VIN#: EA40319
ENGINE 3.0-liter S50B30 inline six-cylinder
OUTPUT 295 hp @ 6000 rpm, 238 lb-ft @ 3900 rpm
TRANSMISSION 5-speed ZF manual
CURB WEIGHT 2976 lbs
TOP SPEED 137 mph
BUILD DATE May 1995
COLOR British Racing Green
OWNER EVO MotorWerke
OWNED SINCE N/A
LOCATION Cincinnati, OHIO
How do you follow a legend? With the E36 M3, BMW aimed its freshly minted enthusiast nameplate at a broader mass market, turning a niche homologation special into a people-pleasing volume-seller.
And yet: Munich knew that racing was key to the M3 mythos. To keep selling, the M3 had to keep winning.

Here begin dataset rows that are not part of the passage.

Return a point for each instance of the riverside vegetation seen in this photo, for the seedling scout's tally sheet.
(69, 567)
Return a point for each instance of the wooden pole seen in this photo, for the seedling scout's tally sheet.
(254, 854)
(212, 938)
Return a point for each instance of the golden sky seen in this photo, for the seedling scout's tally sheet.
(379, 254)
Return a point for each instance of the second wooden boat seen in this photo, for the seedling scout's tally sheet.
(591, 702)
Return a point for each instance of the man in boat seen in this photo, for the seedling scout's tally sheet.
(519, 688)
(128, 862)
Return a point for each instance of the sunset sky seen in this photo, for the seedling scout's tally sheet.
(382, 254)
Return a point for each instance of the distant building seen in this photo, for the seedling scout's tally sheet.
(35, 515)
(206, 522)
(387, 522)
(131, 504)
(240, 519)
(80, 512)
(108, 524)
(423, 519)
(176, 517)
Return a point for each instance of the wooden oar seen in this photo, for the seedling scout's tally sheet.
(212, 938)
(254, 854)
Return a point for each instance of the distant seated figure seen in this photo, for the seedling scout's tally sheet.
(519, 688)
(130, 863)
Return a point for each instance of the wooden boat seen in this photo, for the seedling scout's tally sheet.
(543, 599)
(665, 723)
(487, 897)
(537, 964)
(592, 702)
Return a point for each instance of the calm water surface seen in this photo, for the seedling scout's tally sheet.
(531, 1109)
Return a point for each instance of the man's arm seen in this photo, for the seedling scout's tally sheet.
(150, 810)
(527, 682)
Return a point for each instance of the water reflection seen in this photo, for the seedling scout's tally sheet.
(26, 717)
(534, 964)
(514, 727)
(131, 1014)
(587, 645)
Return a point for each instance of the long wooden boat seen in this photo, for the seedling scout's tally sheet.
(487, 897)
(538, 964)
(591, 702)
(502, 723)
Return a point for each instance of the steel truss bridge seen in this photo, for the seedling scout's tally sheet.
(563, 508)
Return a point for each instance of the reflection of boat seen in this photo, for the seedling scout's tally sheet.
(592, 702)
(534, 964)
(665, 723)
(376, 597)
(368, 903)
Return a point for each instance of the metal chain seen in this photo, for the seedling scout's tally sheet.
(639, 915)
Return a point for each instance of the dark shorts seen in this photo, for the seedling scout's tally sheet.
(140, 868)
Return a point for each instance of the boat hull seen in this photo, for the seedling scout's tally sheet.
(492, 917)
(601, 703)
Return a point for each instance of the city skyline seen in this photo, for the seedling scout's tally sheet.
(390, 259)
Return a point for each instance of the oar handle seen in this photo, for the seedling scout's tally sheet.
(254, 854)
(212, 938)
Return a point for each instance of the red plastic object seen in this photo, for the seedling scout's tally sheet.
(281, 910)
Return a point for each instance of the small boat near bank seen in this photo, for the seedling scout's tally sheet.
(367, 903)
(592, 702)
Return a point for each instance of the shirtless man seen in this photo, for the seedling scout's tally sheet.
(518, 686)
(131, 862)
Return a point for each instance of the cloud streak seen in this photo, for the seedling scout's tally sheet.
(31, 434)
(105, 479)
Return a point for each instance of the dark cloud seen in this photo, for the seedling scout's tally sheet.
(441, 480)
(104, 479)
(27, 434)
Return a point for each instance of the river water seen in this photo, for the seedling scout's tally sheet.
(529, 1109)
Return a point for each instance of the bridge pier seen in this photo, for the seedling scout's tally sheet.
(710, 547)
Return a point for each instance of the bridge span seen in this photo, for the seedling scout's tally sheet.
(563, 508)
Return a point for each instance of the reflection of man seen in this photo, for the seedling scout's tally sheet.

Enter the E36 M3 GT.
Just 356 GTs were built, and each existed to homologate the E36 M3 for FIA and IMSA GT-class competition. All were coupes. The model was built exclusively for the German market, though many trickled out of the country into Europe, Japan, and America. Like many limited-run M3s, the GT was sprayed in just one color: an elegant, menacing shade of British Racing Green.
Power came from an uprated version of the European M3’s S50B30 3.0-liter straight-six. Thanks to more aggressive camshafts, an increased compression ratio, and a host of other tweaks, the engine offered 295 hp. That output represented nearly 100 hp per liter of displacement, a figure that left the GT lurking outside the figurative living-room window of contemporary Ferraris, ready to go full ‘90s slasher flick. Perhaps more important, the output gave the model a level of potent charisma unlike any M3 before it. (According to BMW, the GT’s 24-valve six made more power at idle than the E30 M3’s 16-valve four had at redline.)
Still, it wasn’t all an M Power Play. In building the GT, BMW’s engineers carved some 66 pounds from the ordinary M3, packing in aluminum doors and a host of other weight-saving measures. The coupe’s exterior mirrored its interior, with seats clad exclusively in Mexico Green Nappa leather, a shade unavailable on the standard car. A smattering of unmistakable but under-the-radar visual flair further separated the model—“Lightweight” alloy wheels, a jutting front splitter, and a high-rise rear wing.
It’s hard to imagine someone doubting that BMW could follow up one legendary homologation special with another. Still, the GT was built to quiet the doubters. And so it did.